Hello Friends!
SSAS Cubes are increasingly becoming bigger and bigger and thus processing the cube using “Process Full” option is not feasible in all scenarios.
Considering the importance of Incremental Cube Processing, I wanted to extend the AdventureWorks sample cube to include Incremental Cube Processing
However I could not find much material on this topic on the internet.
So, I thought to experiment a bit using the same concept that we use to incrementally load a data warehouse.

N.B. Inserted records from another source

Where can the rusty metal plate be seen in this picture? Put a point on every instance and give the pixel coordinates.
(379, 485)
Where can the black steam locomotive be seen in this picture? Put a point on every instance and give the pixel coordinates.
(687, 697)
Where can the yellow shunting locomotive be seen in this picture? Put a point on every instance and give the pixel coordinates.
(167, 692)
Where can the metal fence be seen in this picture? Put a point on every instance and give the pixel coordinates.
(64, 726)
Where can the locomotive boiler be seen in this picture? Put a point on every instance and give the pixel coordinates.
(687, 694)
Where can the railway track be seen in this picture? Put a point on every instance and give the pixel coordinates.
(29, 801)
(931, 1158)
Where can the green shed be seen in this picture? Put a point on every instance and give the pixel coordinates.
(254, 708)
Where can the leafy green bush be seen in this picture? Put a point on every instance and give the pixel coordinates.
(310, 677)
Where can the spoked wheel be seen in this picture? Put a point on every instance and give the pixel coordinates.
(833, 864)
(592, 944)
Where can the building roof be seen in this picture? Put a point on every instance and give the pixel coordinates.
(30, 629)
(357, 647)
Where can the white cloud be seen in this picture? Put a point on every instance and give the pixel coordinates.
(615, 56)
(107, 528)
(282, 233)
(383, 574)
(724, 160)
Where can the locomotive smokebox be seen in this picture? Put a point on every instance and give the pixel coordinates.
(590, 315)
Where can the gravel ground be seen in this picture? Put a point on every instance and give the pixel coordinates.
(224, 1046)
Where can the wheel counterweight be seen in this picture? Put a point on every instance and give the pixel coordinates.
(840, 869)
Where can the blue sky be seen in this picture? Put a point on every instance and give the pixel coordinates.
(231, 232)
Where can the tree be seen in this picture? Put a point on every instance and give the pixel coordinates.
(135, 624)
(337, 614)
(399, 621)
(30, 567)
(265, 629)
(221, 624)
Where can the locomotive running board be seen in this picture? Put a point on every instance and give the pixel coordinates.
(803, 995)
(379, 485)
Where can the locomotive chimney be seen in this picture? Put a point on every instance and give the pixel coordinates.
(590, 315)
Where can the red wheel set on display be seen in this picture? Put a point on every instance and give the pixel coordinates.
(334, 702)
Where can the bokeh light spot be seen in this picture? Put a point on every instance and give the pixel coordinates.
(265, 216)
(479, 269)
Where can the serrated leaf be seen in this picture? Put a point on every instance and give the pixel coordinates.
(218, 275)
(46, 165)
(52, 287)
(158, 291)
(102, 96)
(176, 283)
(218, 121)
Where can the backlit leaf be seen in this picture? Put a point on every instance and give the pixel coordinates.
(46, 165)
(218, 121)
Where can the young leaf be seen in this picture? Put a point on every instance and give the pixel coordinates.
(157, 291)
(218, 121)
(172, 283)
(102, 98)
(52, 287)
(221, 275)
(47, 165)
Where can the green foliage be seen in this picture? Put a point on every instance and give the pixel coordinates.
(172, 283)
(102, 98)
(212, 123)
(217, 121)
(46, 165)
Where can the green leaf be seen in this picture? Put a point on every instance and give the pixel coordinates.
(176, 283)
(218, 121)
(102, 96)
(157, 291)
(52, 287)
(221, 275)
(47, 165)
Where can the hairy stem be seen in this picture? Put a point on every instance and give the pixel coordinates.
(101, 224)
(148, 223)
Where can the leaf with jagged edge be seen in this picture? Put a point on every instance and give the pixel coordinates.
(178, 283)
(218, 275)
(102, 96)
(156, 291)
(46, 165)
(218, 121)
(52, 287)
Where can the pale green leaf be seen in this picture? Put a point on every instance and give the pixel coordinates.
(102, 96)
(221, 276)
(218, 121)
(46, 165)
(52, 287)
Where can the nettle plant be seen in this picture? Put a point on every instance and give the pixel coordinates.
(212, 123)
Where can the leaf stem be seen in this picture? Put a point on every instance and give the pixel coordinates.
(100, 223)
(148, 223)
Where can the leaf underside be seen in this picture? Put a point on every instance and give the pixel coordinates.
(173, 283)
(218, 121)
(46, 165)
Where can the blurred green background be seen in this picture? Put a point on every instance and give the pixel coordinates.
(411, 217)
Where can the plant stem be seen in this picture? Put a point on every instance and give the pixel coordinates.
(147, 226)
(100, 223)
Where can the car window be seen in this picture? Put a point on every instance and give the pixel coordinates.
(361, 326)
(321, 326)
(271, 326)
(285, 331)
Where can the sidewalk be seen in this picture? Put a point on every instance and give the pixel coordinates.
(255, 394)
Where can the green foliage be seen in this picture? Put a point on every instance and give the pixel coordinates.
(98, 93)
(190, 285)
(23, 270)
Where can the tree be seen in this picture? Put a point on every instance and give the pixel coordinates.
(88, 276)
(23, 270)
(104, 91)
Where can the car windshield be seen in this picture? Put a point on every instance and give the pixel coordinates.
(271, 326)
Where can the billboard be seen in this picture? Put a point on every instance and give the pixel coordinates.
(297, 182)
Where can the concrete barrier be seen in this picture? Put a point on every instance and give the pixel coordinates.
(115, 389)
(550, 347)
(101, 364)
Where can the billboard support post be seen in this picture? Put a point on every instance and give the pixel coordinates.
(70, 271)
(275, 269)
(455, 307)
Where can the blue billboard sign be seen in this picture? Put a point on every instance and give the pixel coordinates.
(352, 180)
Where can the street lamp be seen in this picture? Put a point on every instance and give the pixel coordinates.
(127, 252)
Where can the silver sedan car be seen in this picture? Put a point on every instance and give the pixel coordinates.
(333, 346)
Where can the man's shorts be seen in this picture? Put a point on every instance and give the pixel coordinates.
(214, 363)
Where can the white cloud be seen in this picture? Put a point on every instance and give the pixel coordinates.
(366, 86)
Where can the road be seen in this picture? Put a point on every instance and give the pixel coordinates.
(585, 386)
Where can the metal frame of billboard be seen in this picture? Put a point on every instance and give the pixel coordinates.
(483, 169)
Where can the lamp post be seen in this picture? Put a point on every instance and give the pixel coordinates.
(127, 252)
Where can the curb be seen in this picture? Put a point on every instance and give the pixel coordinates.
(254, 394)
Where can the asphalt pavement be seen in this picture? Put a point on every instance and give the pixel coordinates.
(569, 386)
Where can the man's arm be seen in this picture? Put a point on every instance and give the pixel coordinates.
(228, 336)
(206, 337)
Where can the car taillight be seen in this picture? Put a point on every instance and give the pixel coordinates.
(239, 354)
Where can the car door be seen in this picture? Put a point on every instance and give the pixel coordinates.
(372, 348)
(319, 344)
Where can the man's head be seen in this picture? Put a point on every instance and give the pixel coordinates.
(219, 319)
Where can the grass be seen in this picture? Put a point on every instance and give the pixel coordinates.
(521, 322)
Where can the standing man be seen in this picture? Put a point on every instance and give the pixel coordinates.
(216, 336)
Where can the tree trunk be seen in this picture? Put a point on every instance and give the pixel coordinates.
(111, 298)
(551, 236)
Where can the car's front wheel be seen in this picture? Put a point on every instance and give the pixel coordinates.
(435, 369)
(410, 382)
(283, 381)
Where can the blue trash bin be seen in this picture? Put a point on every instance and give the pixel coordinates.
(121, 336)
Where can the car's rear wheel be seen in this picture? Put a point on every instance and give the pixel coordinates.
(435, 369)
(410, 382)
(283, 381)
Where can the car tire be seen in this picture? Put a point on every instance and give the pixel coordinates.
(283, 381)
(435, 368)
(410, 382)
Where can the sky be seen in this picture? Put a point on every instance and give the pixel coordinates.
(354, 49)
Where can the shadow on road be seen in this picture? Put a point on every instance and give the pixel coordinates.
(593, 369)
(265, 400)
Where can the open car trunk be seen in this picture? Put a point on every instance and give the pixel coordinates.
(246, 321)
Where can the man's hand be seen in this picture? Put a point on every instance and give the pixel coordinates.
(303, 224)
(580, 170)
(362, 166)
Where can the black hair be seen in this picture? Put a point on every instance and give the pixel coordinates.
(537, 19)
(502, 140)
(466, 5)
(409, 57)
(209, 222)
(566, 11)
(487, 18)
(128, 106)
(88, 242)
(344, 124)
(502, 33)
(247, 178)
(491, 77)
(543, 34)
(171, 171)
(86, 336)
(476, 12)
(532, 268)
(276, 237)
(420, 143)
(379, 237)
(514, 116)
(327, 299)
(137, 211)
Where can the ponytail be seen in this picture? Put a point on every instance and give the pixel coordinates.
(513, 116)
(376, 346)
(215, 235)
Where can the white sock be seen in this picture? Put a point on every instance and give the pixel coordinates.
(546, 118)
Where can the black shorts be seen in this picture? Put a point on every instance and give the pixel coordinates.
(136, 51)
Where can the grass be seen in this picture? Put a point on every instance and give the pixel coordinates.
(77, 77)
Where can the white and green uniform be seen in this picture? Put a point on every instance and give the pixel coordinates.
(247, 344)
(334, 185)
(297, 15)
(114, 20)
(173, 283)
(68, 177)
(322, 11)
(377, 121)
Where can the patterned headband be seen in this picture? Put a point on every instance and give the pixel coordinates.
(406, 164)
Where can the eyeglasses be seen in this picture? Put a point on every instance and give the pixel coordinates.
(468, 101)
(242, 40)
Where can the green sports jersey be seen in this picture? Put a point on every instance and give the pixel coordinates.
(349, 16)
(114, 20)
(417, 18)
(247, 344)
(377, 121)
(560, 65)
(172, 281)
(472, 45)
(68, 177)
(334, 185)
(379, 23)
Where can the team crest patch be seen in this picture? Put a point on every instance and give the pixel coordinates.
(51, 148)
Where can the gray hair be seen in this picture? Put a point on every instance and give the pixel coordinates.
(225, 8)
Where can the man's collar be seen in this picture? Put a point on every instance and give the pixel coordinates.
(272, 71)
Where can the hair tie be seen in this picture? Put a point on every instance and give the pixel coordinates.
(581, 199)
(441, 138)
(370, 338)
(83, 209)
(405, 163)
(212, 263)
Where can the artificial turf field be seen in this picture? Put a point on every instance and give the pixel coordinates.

Typically before loading a fact table, we check the Last Processed row(date typically) in the fact table and only bring in the rows from the source that were either created/modified after that time
In this blogpost, we will look at how to extend Adventure Works sample cube to allow incremental processing of Internet Sales Measure Group
Steps to configure Incremental cube processing for InternetSales measure group
- Connect to SQL Server AdventureWorksDW database
in SSMS and add an identity key to FactInternetSales table using the following
query. This new column can be used to track the rows that have not been loaded into the cube yet
ALTER TABLE FactInternetSales ADD id INT IDENTITY
2. The following steps need to be done in SSDT on AdventureWorks cube
a. Refresh the Adventure Works DW.dsv in SSDT to
bring in the new id field that has been added to FactInternetSales table
b. Add the id measure to InternetSales Measure group and select the aggregation usage as Maximum as given in the screenshot below
This measure can be used to track the data that has been last loaded into the cube
c. Rename the measure as Internet Sales Id
d. Edit the existing Partitions in InternetSales measure group to include the new column in the query.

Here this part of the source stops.